MARTY BLOOMBERG, PLAINTIFF-APPELLEE,

v.

ARTHUR M. MARKS, DEFENDANT-APPELLANT.



APPEAL from the Circuit Court of Rock Island County; the Hon. CHARLES H. CARLSTROM, Judge, presiding.

MR. JUSTICE BARRY DELIVERED THE OPINION OF THE COURT:

The plaintiff, Marty Bloomberg, filed suit against defendant, Arthur M. Marks, on March 15, 1974, alleging a 7-year-old breach-of-contract action. Marks was a mortgage broker and Bloomberg's claim was that Marks had promised to obtain financing for him, for a contingent fee of $4800, but no financing was ever obtained. The plaintiff admitted that Marks had returned $2400 to him in the form of a cashier's check but stated that he had never cashed it. In the answer filed by Marks, he denied that there was a contract as alleged and denied that there had been any breach. Marks additionally filed an affirmitive defense alleging that the action was based on an oral agreement and was therefore barred by the 5-year statute of limitations.

After the trial held on May 28, 1974, an order was entered finding that there was no written contract and that the 5-year statute of limitations did apply, and accordingly judgment was entered in favor of defendant. On June 21, 1974, plaintiff filed a motion to vacate the prior judgment order. Defendant filed a response to the motion but waived his right to be present at the oral argument on the motion. On November 26, 1974, the trial judge vacated his judgment order of May 28, 1974, and entered judgment, without any evidentiary hearing, against defendant and in favor of plaintiff in the amount of $4800. From this judgment defendant has appealed. He contends that the judgment against him and in favor of plaintiff was in error because: (1) the contract sued upon was an oral contract and suit was barred by the statute of limitations; (2) even if there was a written contract, plaintiff's acceptance of the $2,400 refund barred his recovery; (3) even if a written contract was proved, plaintiff failed to prove its breach. We need only consider the first issue raised in resolving this appeal.

• 1 The question presented is whether the trial judge was correct the first time he ruled on May 28, 1974, when he found that there was no written agreement and that the instant suit was barred by the 5-year statute of limitations (Ill. Rev. Stat. 1973, ch. 83, § 16).

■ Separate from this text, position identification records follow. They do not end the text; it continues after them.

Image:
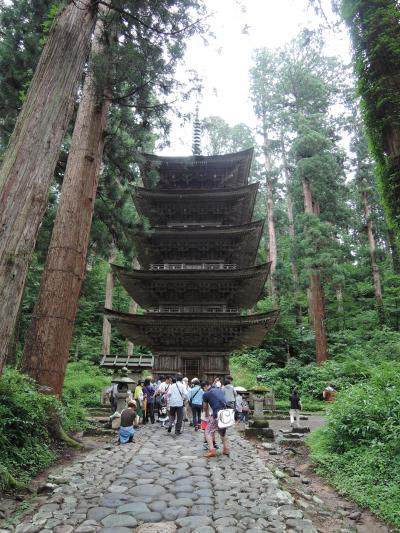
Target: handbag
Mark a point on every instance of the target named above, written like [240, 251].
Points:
[194, 396]
[226, 418]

We believe the trial judge was correct the first time he ruled and committed error in vacating that judgment and instead entering judgment for plaintiff. The plaintiff argues that even though verbal negotiations had taken place previous to November 9, 1966, no verbal contract or meeting of the minds occurred. Plaintiff's theory is that a defendant's November 9, 1966, letter to plaintiff's attorney constituted a written counterproposal and plaintiff's payment by a cashier's check which defendant physically picked up on November 10, 1966, constituted acceptance of the written counterproposal and formed the written contract. Although the evidence of those facts is established in the record the conclusions plaintiff draws from them are not so established. We believe the trial judge properly summarized the testimony and evidence in a statement just prior to dismissing plaintiff's suit, "Not only was there an agreement prior to November 9, 1966 but on cross-examination the plaintiff testified that he had no written agreement with Mr. Marks * * *. I find that this was concluded entirely and solely as an oral agreement. Consequently the case was simply filed too late in view of the Statute of Limitations relating to oral agreements." The court then requested a motion for dismissal which he subsequently granted.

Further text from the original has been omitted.